The renovation of the space began in 1998 and was completed in 2000. Except for the canoe and a few pieces of furniture, almost all of the space’s built elements were designed in-house, right down to the metal castings that hold the glass guardrails in place around the atrium. The atrium itself is central to the studio’s commitment to sustainable building practices. Its system of fans to draw air in; the skylight above, which offers warmth in the winter and opens to the breeze in the summer; and the sandblasted concrete floors, with their natural heatstoring properties, all help keep the energy used in both heating and cooling the space to a minimum.

The Vancouver studio has been named one of Canada’s greenest employers, 13 years and running. /
Made up of 25 locations, each with its own unique culture, Perkins&Will call themselves the “smallest big firm out there.”

“We always wanted greenery in the building because we know it has very positive effects on … how people feel about being in this space.”

Pre-pandemic, Perkins&Will had 110-plus people in the office. Social spaces like the rooftop garden and kitchen (with dedicated wall space for photography displays) encourage camaraderie and relationship building beyond immediate team members.
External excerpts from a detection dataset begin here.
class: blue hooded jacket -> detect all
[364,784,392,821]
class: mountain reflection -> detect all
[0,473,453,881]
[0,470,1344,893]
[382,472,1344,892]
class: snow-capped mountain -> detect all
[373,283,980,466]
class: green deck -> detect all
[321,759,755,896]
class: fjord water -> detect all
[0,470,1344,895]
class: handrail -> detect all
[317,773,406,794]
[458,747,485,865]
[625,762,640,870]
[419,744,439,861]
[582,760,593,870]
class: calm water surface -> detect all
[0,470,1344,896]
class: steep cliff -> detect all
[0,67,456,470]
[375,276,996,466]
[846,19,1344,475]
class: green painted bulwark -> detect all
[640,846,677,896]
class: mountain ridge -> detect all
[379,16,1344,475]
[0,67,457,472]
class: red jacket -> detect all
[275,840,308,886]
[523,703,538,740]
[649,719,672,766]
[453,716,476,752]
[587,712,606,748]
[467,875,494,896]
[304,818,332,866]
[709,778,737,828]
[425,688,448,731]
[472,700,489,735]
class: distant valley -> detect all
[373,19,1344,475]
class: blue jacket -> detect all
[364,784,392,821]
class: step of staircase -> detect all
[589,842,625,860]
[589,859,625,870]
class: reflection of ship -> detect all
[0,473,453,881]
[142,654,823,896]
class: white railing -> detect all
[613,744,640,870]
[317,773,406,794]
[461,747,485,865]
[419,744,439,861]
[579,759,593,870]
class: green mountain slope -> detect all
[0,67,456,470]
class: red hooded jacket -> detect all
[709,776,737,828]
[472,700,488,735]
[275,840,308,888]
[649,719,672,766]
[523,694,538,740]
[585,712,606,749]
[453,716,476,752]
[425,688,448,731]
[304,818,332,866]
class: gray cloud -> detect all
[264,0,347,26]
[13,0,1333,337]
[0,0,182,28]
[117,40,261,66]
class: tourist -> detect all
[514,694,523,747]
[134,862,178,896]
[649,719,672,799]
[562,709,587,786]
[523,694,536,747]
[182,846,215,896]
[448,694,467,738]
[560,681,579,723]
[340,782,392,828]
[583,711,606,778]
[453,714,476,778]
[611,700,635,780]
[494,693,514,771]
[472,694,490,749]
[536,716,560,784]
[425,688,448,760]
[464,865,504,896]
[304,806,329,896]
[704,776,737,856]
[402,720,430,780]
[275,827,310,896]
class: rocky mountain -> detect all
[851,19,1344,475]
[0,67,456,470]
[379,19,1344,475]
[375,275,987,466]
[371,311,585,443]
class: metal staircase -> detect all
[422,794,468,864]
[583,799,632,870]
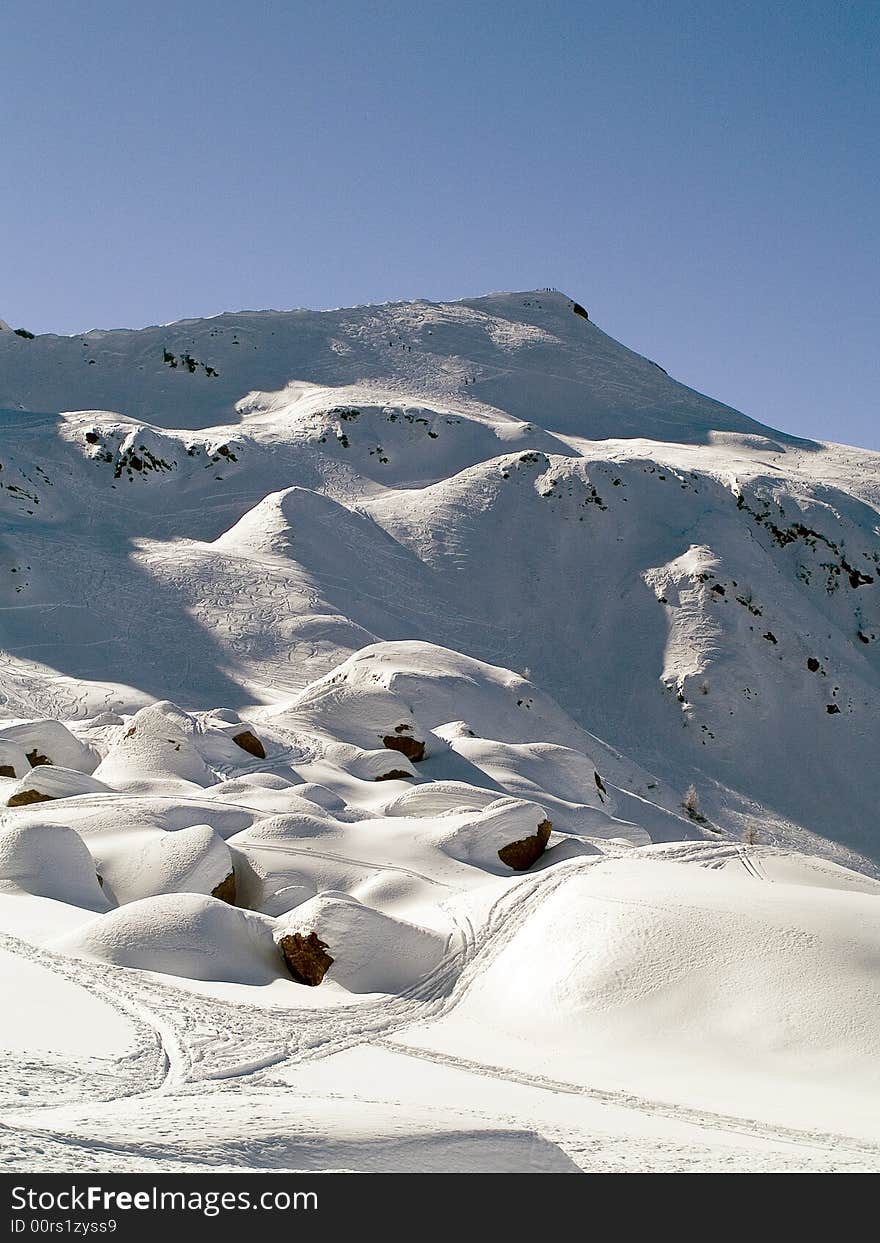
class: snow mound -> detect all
[0,721,98,777]
[438,798,552,874]
[0,738,31,778]
[4,764,112,807]
[94,702,214,789]
[51,894,283,984]
[101,824,235,904]
[277,892,447,993]
[0,824,111,911]
[422,855,880,1126]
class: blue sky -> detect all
[0,0,880,447]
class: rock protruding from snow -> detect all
[6,764,111,807]
[96,702,214,789]
[439,798,552,873]
[0,720,98,777]
[278,932,333,988]
[232,730,266,759]
[278,891,447,993]
[498,820,553,871]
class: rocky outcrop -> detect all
[6,789,52,807]
[211,871,235,906]
[232,730,266,759]
[278,932,333,988]
[382,725,425,764]
[498,820,553,871]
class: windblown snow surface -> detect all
[0,292,880,1172]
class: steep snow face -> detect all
[0,291,880,866]
[0,291,880,1170]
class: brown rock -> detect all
[382,726,425,764]
[278,932,333,988]
[6,789,52,807]
[232,730,266,759]
[498,820,553,871]
[211,871,235,906]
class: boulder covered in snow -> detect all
[52,894,283,984]
[0,720,99,777]
[0,823,111,911]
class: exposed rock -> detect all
[278,932,333,988]
[232,730,266,759]
[211,871,235,906]
[498,820,553,871]
[6,789,52,807]
[382,725,425,764]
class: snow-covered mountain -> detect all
[0,291,880,1170]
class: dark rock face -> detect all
[498,820,553,871]
[211,871,235,906]
[382,726,425,764]
[6,789,52,807]
[232,730,266,759]
[278,932,333,988]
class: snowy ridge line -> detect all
[0,290,880,1171]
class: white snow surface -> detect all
[0,291,880,1172]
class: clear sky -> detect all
[0,0,880,447]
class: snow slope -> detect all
[0,291,880,1171]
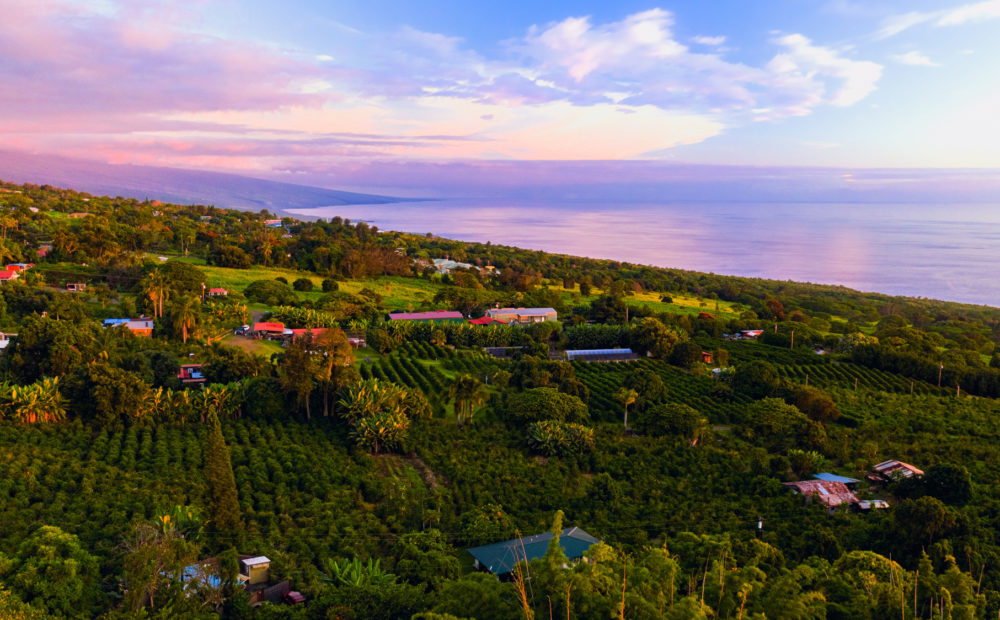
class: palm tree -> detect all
[140,387,170,419]
[314,327,354,418]
[140,269,169,317]
[448,375,486,424]
[615,387,639,430]
[170,297,201,343]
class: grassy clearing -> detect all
[549,283,743,319]
[222,335,282,359]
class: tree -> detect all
[632,317,684,359]
[5,525,102,618]
[615,387,639,430]
[278,336,318,420]
[122,515,200,613]
[139,269,170,317]
[205,411,243,549]
[505,387,590,423]
[635,403,708,440]
[170,297,201,343]
[314,327,357,417]
[448,374,486,424]
[733,360,779,399]
[393,529,462,590]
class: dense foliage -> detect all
[0,177,1000,619]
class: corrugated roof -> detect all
[240,555,271,566]
[469,316,509,325]
[468,527,601,575]
[488,308,556,316]
[875,459,924,478]
[253,323,285,332]
[784,480,858,508]
[813,473,860,484]
[566,349,632,360]
[389,310,465,321]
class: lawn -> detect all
[549,283,743,319]
[222,335,282,359]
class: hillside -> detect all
[0,177,1000,620]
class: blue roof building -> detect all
[813,472,860,486]
[468,527,601,575]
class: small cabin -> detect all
[468,527,601,578]
[177,364,205,383]
[240,555,271,585]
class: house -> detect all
[784,480,858,513]
[813,472,861,491]
[483,347,524,360]
[291,327,326,340]
[854,499,889,512]
[868,459,924,482]
[468,527,601,576]
[177,364,205,383]
[388,310,465,323]
[182,555,294,607]
[240,555,271,585]
[469,316,509,325]
[125,319,153,337]
[250,321,285,340]
[566,349,639,362]
[486,308,559,325]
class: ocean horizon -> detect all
[289,198,1000,306]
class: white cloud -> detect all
[876,0,1000,39]
[691,35,726,46]
[768,34,882,107]
[890,50,941,67]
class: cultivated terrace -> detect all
[0,178,1000,620]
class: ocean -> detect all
[290,199,1000,306]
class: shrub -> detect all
[528,420,594,456]
[243,280,299,306]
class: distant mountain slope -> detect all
[0,150,402,212]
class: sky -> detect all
[0,0,1000,189]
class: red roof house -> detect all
[785,480,858,511]
[177,364,205,383]
[292,327,326,340]
[253,321,285,338]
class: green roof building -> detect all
[468,527,601,575]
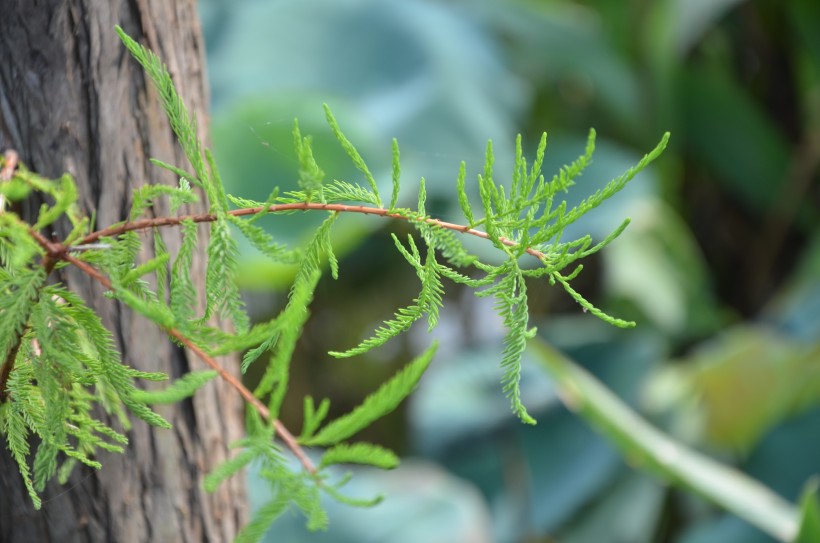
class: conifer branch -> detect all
[25,230,316,474]
[77,202,546,261]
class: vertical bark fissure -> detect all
[0,0,246,542]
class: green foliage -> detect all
[0,28,680,541]
[302,343,437,446]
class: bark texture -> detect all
[0,0,245,543]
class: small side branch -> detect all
[77,202,545,260]
[27,234,316,474]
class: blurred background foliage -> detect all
[200,0,820,543]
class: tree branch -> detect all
[26,231,316,474]
[77,202,546,261]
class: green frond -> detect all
[128,182,197,221]
[322,179,381,207]
[153,233,171,302]
[552,272,635,328]
[32,174,79,230]
[119,253,171,288]
[419,249,444,332]
[0,267,46,360]
[305,343,438,446]
[293,119,325,202]
[235,491,290,543]
[328,304,424,358]
[322,485,384,507]
[299,394,330,441]
[202,213,249,332]
[131,370,219,405]
[488,266,535,424]
[253,213,338,417]
[564,132,669,232]
[114,26,208,185]
[319,443,399,469]
[329,230,444,358]
[388,138,401,211]
[227,215,299,264]
[323,104,382,207]
[168,219,198,323]
[148,158,202,190]
[456,164,475,228]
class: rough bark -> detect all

The focal point of the atrium is a living wall designed and maintained by local company Green Over Grey. “We always wanted greenery in the building because we know it has very positive effects on not only the air quality but also how people feel about being in this space,” Gushe says.

At eight feet wide and 36 feet long, the wall is home to over 1,000 individual plants from more than 45 species. At this time of the year, they offer up lush flowers and even the occasional pineapple for the staff to cut into. To care for the vigorously growing plants, the designers attach harnesses to a steel beam installed near the skylight and rappel down the length of the building at least once a month, pruning and shaping as they go.

These days, because of restrictions related to the pandemic, much of the studio’s work is taking place remotely, with only 20 to 35 people out of a possible 110 in the offices at any given time. Gushe says the “buzz” of the space is just not the same as when it’s close to capacity. “I miss seeing design happen right in front of our eyes,” she says. But she’s confident that the seed Busby planted all those years ago will continue to grow until the staff are all together in the space again.